Database Optimization: A Practical Reference Guide

October 4, 2025 📝 Blog Post

Quick Reference

Technique	Impact	Effort	Priority	When to Use
Predicate Pushdown	10x+	Medium	High	Selective queries
Row Group Pruning	5-10x	Low	High	Columnar storage
Result Caching	100-1000x	Low	High	Repeated queries
Async I/O	2-3x	Medium	Medium	Multi-partition reads
Database Indexes	10-100x	Low	High	Point queries
SIMD	Variable	High	Low	Hot CPU paths

Database optimization follows a hierarchy. I/O reduction beats CPU optimization. Caching beats computation. Filtering early beats filtering late.

This guide covers six optimization techniques with performance impact, code examples, and when to apply each. Part 2 covers a real case study replacing DuckDB.

Predicate Pushdown

Predicate pushdown filters data at the storage layer instead of in memory. For columnar databases, this reduces I/O by 70-90% for selective queries.

The technique uses two levels: row group pruning (skip entire chunks based on statistics) and record batch filtering (filter before deserializing). Both levels work together to minimize data movement.

Performance Impact

Filter Selectivity	Data Kept	I/O Reduction	Expected Speedup
High (1% match)	1%	90-95%	10-20x
Medium (30% match)	30%	60-70%	3-5x
Low (70% match)	70%	20-30%	1.5-2x

Implementation

pub fn filter_to_arrow_predicate(
    batch: &RecordBatch,
    filter: &QueryFilter,
) -> Result<BooleanArray> {
    match filter {
        QueryFilter::MinPrice(threshold_i64) => {
            let threshold = *threshold_i64 as f64 / 10000.0;
            let close_array = batch.column(4)
                .as_any()
                .downcast_ref::<Float64Array>()?;

            let threshold_array = Float64Array::from(
                vec![threshold; close_array.len()]
            );

            // Arrow compute kernel - SIMD accelerated
            gt_eq(close_array, &threshold_array)
        }
    }
}

The code translates query filters to Arrow compute predicates. Arrow’s gt_eq kernel uses SIMD instructions automatically. No manual vectorization required.

When to Use

Use predicate pushdown when:

Storage format is columnar (Parquet, Arrow, ORC)
Queries include WHERE clauses
Filters are selective (high cardinality columns)
I/O is the bottleneck

Don’t use when:

Queries scan full tables
Storage format lacks statistics
Filters have low selectivity (>80% of rows match)

Trade-offs

Predicate pushdown requires storage statistics. Parquet and ORC write min/max stats by default. Legacy formats may not support this.

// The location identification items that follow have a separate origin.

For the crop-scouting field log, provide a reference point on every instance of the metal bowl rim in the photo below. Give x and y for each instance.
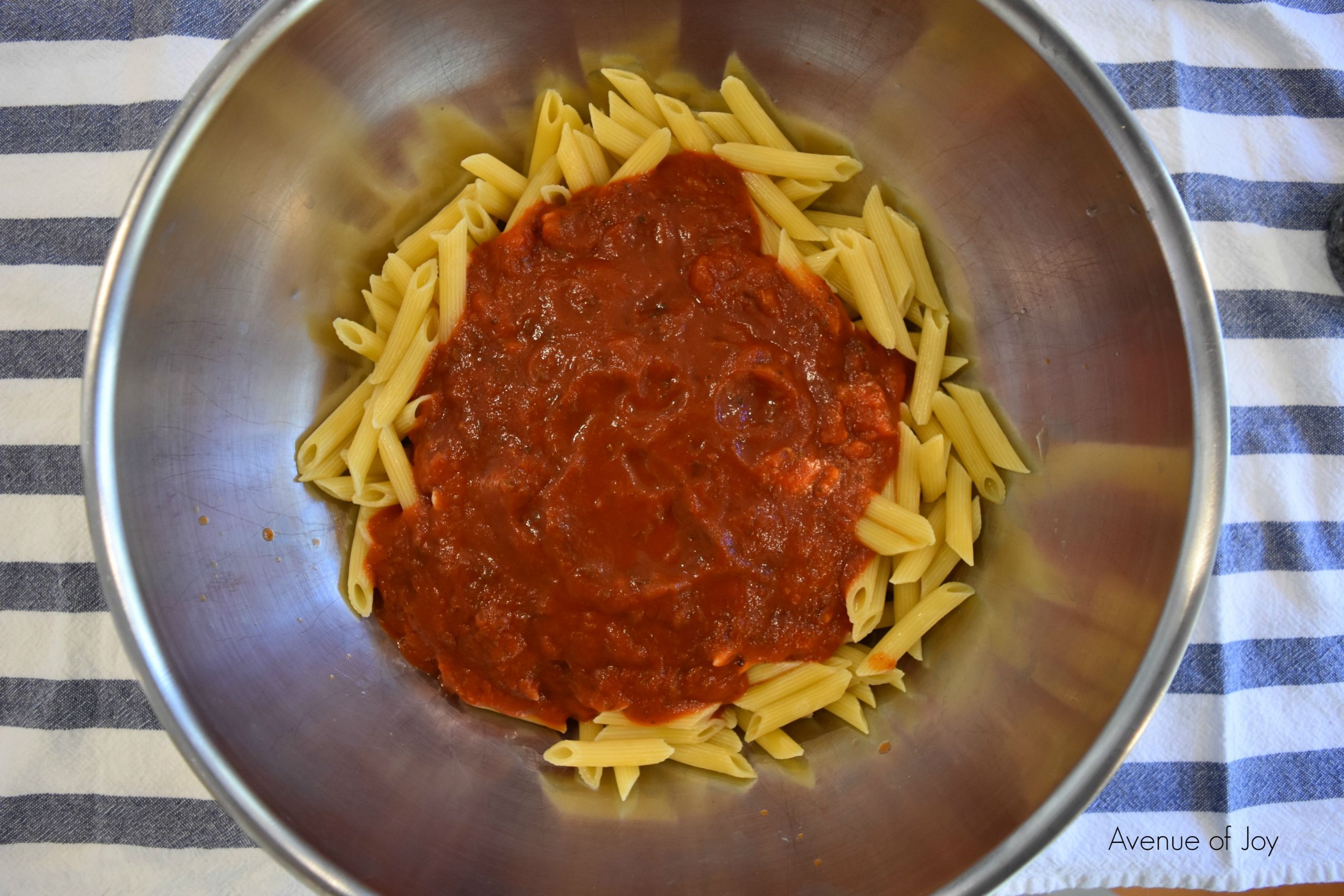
(1073, 794)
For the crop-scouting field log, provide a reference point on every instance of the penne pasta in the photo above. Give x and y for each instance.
(753, 117)
(420, 293)
(933, 468)
(398, 467)
(913, 626)
(573, 164)
(400, 387)
(496, 174)
(728, 127)
(628, 117)
(359, 587)
(683, 124)
(780, 745)
(331, 433)
(649, 154)
(637, 93)
(617, 140)
(985, 428)
(779, 207)
(958, 429)
(933, 340)
(889, 249)
(911, 246)
(713, 758)
(781, 163)
(591, 775)
(546, 175)
(546, 138)
(573, 754)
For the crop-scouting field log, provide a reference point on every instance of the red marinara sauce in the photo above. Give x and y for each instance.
(644, 452)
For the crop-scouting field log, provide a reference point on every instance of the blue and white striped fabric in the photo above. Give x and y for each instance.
(1245, 101)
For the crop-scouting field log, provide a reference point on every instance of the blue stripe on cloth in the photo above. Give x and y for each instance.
(75, 703)
(1306, 6)
(1222, 787)
(42, 354)
(56, 241)
(50, 587)
(1289, 547)
(162, 823)
(1277, 313)
(90, 128)
(121, 20)
(1288, 429)
(41, 469)
(1270, 203)
(1308, 93)
(1261, 662)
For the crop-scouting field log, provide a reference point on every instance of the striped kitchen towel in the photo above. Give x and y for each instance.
(1245, 102)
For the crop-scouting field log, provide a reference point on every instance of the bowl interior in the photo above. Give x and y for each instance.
(342, 138)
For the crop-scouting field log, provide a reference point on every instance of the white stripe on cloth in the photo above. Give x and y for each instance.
(47, 296)
(1234, 145)
(58, 870)
(1202, 34)
(101, 71)
(77, 184)
(1253, 257)
(61, 645)
(1194, 727)
(1284, 371)
(45, 529)
(94, 761)
(39, 412)
(1083, 859)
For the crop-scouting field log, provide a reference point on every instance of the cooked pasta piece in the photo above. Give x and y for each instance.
(713, 758)
(331, 433)
(863, 284)
(752, 116)
(420, 293)
(400, 387)
(452, 282)
(625, 778)
(573, 754)
(911, 246)
(988, 433)
(933, 340)
(776, 205)
(959, 512)
(628, 117)
(728, 127)
(838, 220)
(573, 163)
(375, 495)
(398, 467)
(683, 124)
(781, 163)
(913, 626)
(954, 424)
(359, 587)
(847, 708)
(649, 154)
(780, 745)
(496, 174)
(591, 775)
(933, 468)
(546, 139)
(546, 175)
(617, 140)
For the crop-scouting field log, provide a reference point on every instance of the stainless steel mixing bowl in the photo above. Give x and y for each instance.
(328, 127)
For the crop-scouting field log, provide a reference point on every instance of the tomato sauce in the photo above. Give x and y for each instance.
(644, 453)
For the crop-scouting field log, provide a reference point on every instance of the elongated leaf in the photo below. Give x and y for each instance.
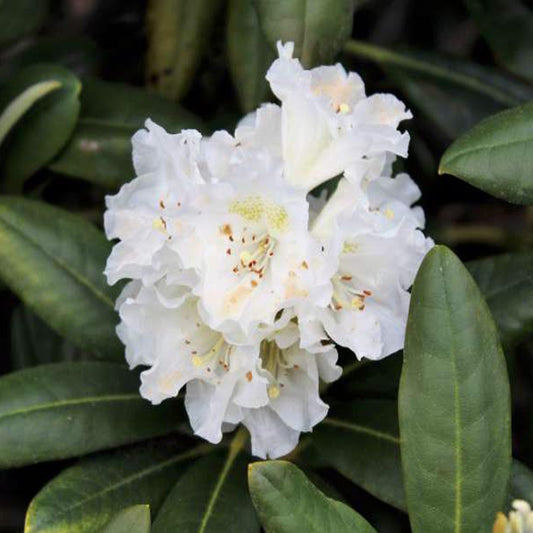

False positives are possible. A row group with range [440, 460] will be read for filter “close >= 450” even if all values are 440-449. This wastes I/O but doesn’t return incorrect results.

Implementation complexity is medium. Requires understanding of storage format internals and Arrow compute kernels.

Row Group Pruning

Row group pruning skips entire data chunks based on metadata statistics. For a query with filter “close >= 450”, any row group with max_close < 450 can be skipped entirely.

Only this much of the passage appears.